My wife reminds me of a fundamental truth that I accepted long ago. My career came to an abrupt end in August 2012. I was 63 years of age when the publisher told me that someone else would be doing the job I had done at the G-N for nearly 18 years. What is the truth that my wife reminds me? “I am just grateful that this happened at the end of your career, and not while you were in the middle of it.” 

And so, the landscape is shifting, rattling, rockin’ and rollin’ before us. People who formerly depended on newspapers to tell them the news of their community and the world now look elsewhere.

What lies in store for the future of print journalism in the Texas Panhandle … and in other communities across the land? More retreat as they surrender what they once saw as their exclusive territory to other media.

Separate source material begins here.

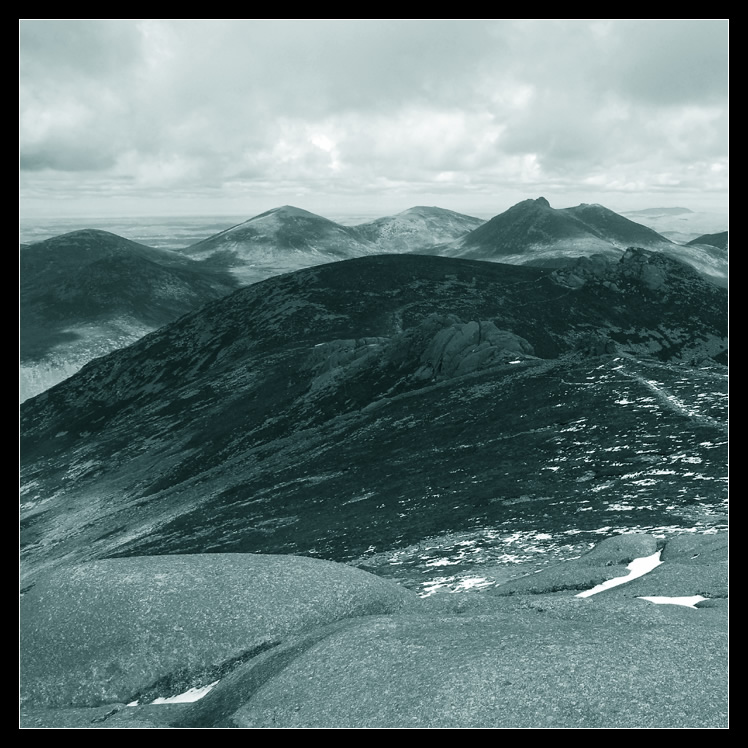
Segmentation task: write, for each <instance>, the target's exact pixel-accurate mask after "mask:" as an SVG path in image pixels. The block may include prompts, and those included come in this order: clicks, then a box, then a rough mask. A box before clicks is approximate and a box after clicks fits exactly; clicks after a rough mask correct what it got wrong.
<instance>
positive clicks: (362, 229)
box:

Therefore, I consider myself to be a media dinosaur. However, it’s good to be comfortable in my own skin.

johnkanelis_92@hotmail.com

What will happen to this site?

I lived in Amarillo, Texas, for 23 years and worked each day for nearly 18 of those years at the Globe-News, a once-good newspaper.

My daily journalism career came to an end in August 2012. The newspaper remains, but at this point it is a newspaper in name only. Yes, the paper still publishes seven days a week. It no longer publishes at the building where it operated for many decades. The printing press is in Lubbock and I don’t know how they handle business affairs, or circulation matters.

The newsroom? A formerly vibrant working environment has been all but eliminated; they’re down to maybe two or three reporters and some stringers (I guess).

The building is vacant. It is in a state of architectural decomposition. The corporate moguls vacated the building and moved what is left of the staff to an office in a downtown bank tower.

The once-proud structure is “tagged” with graffiti. They put out a fire inside the structure a few weeks ago.

The company that used to own the newspaper is still trying to sell the building, from what I hear. I do not know the state of that effort, such as whether it is being marketed aggressively. I don’t get back often to Amarillo, but my hunch is that it is just going to rot some more.

I want to lament the demise of that structure one more time.

The Globe-News used to aspire to becoming a great newspaper. It didn’t quite get there. We did a good job of reporting the news during my time there. I tried to lend some leadership via the opinion pages during my tenure as editor of those pages.

That was then. The here and now suggests to me that the newspaper itself is fading into the community’s past. It saddens me greatly.